I am thankful for all the support staff who seamlessly changes to English when I approach them with questions, and I am thankful for the ones who patiently switch to Dutch when I ask them so I can practice with them. I can say from experience that this is by no means the case in Colombia, Italy, or Germany (all places where I have lived and worked in the past). I am thankful that almost all the UT emails and websites are in English so I do not have to spend time trying to figure out what or how I should proceed with bureaucracy and other administrative tasks. I am extremely thankful for the ‘small’ details; like having the UT letters bathed in the rainbow flag for international coming out day, the brownies, the cookie dough, the Christmas presents, the face mask, the Easter chocolates and the flower seeds that the UT has very kindly sent to my home during the pandemic.

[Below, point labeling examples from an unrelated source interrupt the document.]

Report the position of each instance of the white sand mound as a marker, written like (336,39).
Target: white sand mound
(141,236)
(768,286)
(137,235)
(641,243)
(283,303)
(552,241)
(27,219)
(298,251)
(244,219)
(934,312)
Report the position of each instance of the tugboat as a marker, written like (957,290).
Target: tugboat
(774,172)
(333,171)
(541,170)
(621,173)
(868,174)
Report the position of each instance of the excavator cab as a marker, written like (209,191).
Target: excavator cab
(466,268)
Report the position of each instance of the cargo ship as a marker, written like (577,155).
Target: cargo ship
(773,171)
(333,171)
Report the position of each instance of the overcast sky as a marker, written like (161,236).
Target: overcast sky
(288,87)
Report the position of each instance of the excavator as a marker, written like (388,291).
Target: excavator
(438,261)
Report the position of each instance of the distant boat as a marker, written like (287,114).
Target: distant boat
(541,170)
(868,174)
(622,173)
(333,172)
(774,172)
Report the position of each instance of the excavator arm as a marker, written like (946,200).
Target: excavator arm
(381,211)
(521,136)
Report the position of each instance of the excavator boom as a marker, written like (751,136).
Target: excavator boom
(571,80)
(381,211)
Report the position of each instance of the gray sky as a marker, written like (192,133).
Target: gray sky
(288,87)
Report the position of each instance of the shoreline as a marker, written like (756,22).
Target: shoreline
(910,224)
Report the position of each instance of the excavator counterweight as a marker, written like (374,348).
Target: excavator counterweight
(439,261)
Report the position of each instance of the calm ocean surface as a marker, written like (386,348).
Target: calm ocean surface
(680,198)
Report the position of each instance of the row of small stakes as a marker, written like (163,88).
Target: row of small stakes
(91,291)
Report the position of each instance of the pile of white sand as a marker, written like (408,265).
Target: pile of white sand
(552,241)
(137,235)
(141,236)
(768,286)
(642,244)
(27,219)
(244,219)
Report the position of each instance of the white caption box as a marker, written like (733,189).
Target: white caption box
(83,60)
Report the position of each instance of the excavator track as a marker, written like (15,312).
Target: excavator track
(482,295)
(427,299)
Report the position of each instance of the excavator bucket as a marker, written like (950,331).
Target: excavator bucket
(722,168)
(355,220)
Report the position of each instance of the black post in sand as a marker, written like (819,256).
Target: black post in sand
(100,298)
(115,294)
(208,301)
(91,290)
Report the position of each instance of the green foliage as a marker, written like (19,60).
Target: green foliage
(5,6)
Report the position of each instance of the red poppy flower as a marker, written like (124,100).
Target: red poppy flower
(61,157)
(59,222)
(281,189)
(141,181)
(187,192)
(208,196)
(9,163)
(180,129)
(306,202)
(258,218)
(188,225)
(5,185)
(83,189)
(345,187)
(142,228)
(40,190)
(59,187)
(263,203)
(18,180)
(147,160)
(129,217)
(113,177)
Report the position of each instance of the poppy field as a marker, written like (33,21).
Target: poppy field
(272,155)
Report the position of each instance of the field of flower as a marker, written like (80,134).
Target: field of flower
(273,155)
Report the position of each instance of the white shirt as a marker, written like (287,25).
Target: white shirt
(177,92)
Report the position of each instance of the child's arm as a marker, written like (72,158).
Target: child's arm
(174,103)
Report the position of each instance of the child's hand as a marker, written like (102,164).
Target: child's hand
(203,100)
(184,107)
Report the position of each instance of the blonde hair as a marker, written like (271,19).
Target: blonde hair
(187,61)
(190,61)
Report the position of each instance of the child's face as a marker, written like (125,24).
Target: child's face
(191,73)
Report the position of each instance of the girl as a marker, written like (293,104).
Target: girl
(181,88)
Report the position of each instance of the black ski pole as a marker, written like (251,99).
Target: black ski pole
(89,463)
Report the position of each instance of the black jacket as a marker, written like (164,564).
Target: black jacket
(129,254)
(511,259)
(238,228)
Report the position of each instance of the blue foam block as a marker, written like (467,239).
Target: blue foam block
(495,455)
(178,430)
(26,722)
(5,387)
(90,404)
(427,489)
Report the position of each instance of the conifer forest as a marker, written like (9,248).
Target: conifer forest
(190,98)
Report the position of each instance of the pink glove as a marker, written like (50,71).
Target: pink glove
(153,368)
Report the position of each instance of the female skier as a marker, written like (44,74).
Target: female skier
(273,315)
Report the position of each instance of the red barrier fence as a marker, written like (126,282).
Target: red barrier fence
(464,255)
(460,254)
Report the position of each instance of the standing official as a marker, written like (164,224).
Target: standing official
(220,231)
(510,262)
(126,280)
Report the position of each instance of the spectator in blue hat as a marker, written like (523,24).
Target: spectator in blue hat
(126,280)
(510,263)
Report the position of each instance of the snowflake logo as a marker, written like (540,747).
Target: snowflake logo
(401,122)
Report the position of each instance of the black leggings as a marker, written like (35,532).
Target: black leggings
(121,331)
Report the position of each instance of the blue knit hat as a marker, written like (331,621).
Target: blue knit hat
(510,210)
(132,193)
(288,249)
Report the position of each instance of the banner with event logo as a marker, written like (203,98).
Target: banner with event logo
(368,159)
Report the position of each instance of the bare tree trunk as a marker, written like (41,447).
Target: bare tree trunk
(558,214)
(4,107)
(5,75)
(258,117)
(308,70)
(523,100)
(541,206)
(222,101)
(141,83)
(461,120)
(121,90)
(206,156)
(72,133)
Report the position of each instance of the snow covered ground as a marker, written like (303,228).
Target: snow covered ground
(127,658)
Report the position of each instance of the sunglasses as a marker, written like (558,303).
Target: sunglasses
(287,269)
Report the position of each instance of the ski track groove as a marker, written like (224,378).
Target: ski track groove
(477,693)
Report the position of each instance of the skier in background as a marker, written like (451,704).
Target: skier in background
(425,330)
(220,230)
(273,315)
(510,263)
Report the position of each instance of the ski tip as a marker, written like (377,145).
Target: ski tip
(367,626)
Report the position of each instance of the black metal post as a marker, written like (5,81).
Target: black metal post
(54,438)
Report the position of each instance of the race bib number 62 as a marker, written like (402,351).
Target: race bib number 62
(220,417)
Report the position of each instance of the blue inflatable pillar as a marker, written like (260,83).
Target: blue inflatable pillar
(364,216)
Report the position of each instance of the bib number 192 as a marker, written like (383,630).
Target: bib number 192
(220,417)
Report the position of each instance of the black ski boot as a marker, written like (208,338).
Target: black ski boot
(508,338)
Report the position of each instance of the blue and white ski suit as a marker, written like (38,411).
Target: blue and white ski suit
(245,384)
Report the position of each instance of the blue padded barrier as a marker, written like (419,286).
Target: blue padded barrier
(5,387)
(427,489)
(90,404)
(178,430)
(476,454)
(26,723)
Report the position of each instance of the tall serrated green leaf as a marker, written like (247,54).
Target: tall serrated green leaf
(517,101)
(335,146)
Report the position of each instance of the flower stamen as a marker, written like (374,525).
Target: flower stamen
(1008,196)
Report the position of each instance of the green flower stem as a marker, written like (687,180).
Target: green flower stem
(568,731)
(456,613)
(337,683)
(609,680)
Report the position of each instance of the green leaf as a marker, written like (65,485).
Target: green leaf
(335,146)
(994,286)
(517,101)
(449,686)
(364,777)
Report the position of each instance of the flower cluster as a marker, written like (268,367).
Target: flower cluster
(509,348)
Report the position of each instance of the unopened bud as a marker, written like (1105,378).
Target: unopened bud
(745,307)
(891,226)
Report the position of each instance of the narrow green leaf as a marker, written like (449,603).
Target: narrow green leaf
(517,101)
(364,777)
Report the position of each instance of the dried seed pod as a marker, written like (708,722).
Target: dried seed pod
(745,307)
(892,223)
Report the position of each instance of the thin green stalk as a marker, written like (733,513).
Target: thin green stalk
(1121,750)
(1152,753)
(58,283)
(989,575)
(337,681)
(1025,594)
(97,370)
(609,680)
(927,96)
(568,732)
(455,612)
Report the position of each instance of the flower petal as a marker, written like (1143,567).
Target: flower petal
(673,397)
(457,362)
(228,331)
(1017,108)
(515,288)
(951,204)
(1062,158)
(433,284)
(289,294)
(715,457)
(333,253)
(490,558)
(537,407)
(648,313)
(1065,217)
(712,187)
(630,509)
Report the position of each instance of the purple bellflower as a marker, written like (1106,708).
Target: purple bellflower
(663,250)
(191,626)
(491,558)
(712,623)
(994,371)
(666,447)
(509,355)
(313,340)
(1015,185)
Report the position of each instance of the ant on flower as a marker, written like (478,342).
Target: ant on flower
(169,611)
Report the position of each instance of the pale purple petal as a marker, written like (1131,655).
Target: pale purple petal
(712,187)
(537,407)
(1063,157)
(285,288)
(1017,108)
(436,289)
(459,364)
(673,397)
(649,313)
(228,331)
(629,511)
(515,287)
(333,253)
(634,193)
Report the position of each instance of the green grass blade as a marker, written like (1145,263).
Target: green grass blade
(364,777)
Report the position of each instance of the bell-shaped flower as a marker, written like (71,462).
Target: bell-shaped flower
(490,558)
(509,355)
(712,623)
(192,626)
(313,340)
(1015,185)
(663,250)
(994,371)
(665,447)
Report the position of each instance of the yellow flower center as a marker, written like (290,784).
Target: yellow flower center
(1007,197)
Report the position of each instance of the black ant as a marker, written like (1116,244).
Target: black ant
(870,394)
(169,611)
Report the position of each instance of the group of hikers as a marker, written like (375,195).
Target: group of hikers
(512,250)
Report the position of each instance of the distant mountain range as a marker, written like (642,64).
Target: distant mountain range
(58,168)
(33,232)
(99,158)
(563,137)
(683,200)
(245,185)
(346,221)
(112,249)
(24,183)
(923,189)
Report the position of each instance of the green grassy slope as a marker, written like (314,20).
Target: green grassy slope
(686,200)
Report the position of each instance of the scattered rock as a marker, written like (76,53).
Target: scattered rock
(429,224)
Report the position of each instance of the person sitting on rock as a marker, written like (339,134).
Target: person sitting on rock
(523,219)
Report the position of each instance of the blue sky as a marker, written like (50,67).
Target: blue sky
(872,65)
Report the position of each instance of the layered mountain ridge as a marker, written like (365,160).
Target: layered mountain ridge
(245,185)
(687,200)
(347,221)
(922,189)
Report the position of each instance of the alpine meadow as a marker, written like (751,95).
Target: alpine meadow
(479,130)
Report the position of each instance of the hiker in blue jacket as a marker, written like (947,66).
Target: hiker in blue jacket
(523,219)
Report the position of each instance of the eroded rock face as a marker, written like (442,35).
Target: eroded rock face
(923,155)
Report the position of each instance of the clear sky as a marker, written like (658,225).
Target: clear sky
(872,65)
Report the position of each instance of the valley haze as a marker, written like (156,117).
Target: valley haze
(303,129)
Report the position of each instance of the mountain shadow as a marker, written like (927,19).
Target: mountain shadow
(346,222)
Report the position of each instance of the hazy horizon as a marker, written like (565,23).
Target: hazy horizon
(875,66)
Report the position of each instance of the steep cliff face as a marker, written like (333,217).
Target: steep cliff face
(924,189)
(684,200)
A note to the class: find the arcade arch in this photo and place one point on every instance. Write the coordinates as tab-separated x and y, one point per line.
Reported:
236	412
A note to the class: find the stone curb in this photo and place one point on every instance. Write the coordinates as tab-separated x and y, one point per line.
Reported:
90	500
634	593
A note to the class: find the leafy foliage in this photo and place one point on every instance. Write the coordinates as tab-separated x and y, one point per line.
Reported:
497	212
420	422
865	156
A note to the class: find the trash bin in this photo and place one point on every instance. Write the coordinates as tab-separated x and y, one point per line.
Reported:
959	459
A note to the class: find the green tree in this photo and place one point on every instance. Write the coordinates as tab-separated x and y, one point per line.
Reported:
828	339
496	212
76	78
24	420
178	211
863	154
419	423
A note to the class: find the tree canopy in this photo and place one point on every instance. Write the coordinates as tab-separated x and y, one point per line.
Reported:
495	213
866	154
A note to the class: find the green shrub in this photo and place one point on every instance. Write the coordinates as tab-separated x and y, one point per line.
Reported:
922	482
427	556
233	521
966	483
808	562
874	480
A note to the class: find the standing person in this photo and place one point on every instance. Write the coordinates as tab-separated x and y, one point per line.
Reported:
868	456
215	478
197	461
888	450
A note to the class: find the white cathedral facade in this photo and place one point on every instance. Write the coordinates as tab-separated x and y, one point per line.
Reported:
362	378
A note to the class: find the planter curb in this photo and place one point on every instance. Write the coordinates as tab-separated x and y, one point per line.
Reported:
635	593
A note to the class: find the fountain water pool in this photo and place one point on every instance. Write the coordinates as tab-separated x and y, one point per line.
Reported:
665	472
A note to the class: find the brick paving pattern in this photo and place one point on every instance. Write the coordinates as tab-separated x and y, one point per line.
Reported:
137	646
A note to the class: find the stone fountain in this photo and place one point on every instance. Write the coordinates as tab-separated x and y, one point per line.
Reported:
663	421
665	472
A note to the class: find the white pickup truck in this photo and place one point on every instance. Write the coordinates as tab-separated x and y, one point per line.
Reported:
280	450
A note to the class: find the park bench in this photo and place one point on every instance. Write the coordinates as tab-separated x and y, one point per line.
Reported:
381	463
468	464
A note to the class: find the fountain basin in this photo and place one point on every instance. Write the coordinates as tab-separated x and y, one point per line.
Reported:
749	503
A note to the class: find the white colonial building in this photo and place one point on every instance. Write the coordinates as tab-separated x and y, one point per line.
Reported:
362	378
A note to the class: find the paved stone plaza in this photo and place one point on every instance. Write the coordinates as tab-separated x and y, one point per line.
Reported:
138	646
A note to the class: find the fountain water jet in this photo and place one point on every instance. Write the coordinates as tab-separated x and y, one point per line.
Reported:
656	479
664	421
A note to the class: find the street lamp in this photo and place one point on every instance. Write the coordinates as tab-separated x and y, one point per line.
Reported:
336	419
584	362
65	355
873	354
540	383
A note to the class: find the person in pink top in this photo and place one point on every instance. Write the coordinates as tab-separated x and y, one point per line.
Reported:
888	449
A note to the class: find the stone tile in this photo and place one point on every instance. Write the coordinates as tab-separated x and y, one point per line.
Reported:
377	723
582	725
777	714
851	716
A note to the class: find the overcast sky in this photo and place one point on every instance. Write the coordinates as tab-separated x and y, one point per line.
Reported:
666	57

Thank you, UT, for working on inclusion; I feel I am part of the UT system and I am sure that with the new Include-U initiative I will feel even more welcomed here. I am sorry to see that some UT members do not feel included enough and while I do acknowledge that access to all these initiatives is not necessarily inclusion, I do believe it is a significant part. Hopefully, the PhDs who have had a different experience as compared to mine can reach out to some of these initiatives (including Include-U). I am sure their feedback and enthusiasm in constructing a more inclusive UT will help us all feel more at home.